We can compute the duration of each trajectory.
```{r, echo=TRUE}
duration <- compute_duration(d_JK)
head(duration)
```

All individuals has a different length. The computation of an optimal encoding requires that the end time of each individual is the same ($T_{\max}$), this can be done with the following function:

```{r cutT, echo=TRUE}
d_JKT <- cut_data(d_JK, Tmax = Tmax)
```


Individuals can be plotted:
```{r plot, echo=TRUE, fig.height = 7}
plotData(d_JKT)
```


## Basic statistics

Generally, in categorical functional data analysis, the following basic statistics are computed.

### Time spent in each state over a period of length $T_{\max}$:

For each individual, the time spent in each of the $K$ states is computed.

```{r, echo=TRUE}
timeSpent <- compute_time_spent(d_JKT)
timeSpent[1:10, ]
```

The results can be plotted:
```{r, echo=TRUE}
boxplot(timeSpent)
```


### Number of jumps in $[0,T_{\max}]$:

For each individual, the number of jumps occurring in $[0,T_{\max}]$ is computed.
```{r, echo=TRUE}
nJump <- compute_number_jumps(d_JK)
head(nJump)
```

The results can be plotted:
```{r, echo=TRUE}
hist(nJump)
```


### Probabilities to be in some state $x$ at time $t$, $p_{x}(t)$:

An other interesting statistic is the evolution of the probability to be in each state.
```{r, echo=TRUE}
pt_evol <- estimate_pt(d_JKT)
pt_evol$pt[1:K, 1:10]
head(pt_evol$t)
```

The output is a list with two elements: `t` the different time values and `pt` a matrix where each row contains the probability to be in a given state for all the time values.
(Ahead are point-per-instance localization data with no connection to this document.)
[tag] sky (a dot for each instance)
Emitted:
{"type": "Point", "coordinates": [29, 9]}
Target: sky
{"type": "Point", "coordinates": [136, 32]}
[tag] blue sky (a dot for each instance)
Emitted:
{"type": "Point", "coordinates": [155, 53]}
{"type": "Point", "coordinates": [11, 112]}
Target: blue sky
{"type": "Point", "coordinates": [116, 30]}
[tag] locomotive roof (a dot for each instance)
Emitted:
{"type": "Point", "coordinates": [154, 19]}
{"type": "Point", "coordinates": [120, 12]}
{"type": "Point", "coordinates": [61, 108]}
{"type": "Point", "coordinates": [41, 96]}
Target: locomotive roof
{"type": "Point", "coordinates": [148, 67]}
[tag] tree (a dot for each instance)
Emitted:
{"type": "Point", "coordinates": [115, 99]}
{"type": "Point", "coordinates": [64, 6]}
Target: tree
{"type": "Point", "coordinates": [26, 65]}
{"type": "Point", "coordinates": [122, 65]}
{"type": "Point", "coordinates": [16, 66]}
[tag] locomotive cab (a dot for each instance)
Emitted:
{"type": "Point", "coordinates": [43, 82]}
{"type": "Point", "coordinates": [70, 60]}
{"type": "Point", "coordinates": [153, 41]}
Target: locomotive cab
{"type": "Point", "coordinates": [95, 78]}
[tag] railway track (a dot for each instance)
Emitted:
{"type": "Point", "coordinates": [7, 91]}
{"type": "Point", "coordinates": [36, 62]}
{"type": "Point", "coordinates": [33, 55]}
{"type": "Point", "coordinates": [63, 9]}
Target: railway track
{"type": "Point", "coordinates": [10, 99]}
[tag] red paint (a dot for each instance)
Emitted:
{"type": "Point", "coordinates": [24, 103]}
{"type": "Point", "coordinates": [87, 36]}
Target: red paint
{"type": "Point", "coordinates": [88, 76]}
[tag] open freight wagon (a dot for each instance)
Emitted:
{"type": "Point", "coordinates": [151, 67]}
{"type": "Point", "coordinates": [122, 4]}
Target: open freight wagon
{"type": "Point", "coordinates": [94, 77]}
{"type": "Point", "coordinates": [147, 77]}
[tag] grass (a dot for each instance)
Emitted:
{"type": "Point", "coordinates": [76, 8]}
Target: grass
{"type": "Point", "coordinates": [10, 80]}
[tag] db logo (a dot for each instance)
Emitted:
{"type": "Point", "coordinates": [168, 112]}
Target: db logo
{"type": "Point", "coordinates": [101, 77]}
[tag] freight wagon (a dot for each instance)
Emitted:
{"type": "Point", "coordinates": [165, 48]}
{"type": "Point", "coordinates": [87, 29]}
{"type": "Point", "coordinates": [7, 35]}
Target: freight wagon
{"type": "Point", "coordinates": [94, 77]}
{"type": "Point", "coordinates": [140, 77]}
The result can be plotted:

```{r, echo=TRUE}
plot(pt_evol, ribbon = TRUE)
```


### Transitions in $[0,T_{\max}]$:

The transitions between states can been studied by computing a frequency table counting the number of times each pair of states were observed in successive observation times.

```{r, echo=TRUE}
statetable(d_JK)
```


Assuming that the data follows a Markov process, parameters $P$ (transition probability matrix) and $\lambda$ of the process can be estimated.
```{r, echo=TRUE}
mark <- estimate_Markov(d_JK)
mark
```

The estimated parameters are closed to the ones used. The results can be plotted through a transition graph where each node corresponds to a state with the mean time spent within (corresponding to $1/\lambda$) and arrows correspond to transition probabilities between states.

```{r, echo=TRUE}
plot(mark)
```




## Encoding

### Concept

$X$ is a continuous stochastic process with jumps. We define categorical functional data as a set of sample paths of $X$.

**cfda** is seen as an extension of the multiple correspondence analysis to a stochastic process.

The idea is to find a scalar real random variable $z \in L_2(\Omega)$ that is the *most correlated* to ${X} = \{X_{t}\ : \ t\in [0,T_{\max}]\}$.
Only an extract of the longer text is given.